MEA spokesperson Randhir Jaiswal was careful to frame the participation within the bounds of established policy, stating that India supports the Gaza Peace Plan and efforts under UNSC Resolution 2803.
This “observer” status acts as a diplomatic off-ramp, allowing New Delhi to stay in the loop on Gaza reconstruction—an area where Trump has already secured $7 billion in pledges from Middle Eastern nations and a $10 billion commitment from the U.S.—without endorsing the more controversial aspects of the Board’s mandate.
The Board, which includes 27 formal members like Saudi Arabia, the UAE, and Pakistan, has been given a broad remit to tackle “global hotspots,” a term that naturally makes Indian diplomats a bit twitchy given their historical allergy to third-party mediation.
The meeting itself was vintage Trump, complete with “disco beats” and characteristically bold claims that added a layer of surrealism to the proceedings. Most notably, Trump used the platform to repeat his assertion that his personal intervention—specifically a threat of 200% tariffs—prevented a full-scale war between India and Pakistan during Operation Sindoor in May 2025.
While Pakistan’s Prime Minister Shehbaz Sharif, who was in attendance, hailed Trump as a “saviour,” the MEA has consistently maintained that the May 10 ceasefire was a bilateral understanding reached through direct military channels.

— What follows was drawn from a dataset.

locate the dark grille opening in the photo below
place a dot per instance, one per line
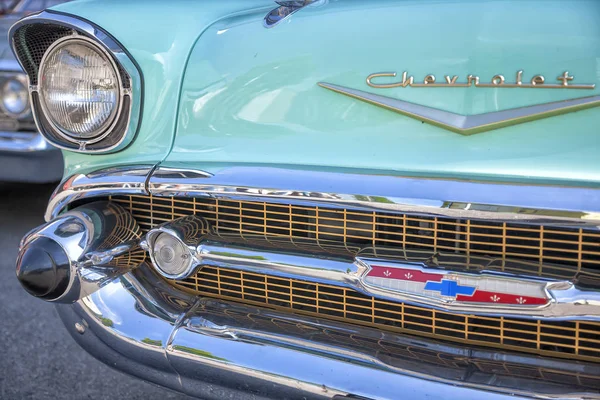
(32, 41)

By attending only as an observer, India effectively sidestepped the optics of nodding along to these claims while ensuring it wasn’t absent from a table where the future of West Asian stability is being hammered out.
This calibrated engagement comes at a critical juncture, as Prime Minister Narendra Modi is scheduled to visit Israel later this month. For India, the Board of Peace is a “transactional reality”; a peaceful West Asia is essential for the India-Middle East-Europe Economic Corridor (IMEC), yet
New Delhi remains wary of any body that might “almost be looking over” the UN, as Trump put it. The MEA’s stance remains a masterclass in balancing act: supporting the humanitarian and stabilization goals for Gaza while maintaining a safe distance from the “Trump United Nations” rhetoric that has left many European allies and traditional multilateralists in a state of cold sweat.
Ultimately, India’s presence as an observer confirms that while it respects the “art of the deal,” it still prefers the rulebook of international law—even if that book is looking a little dusty these days.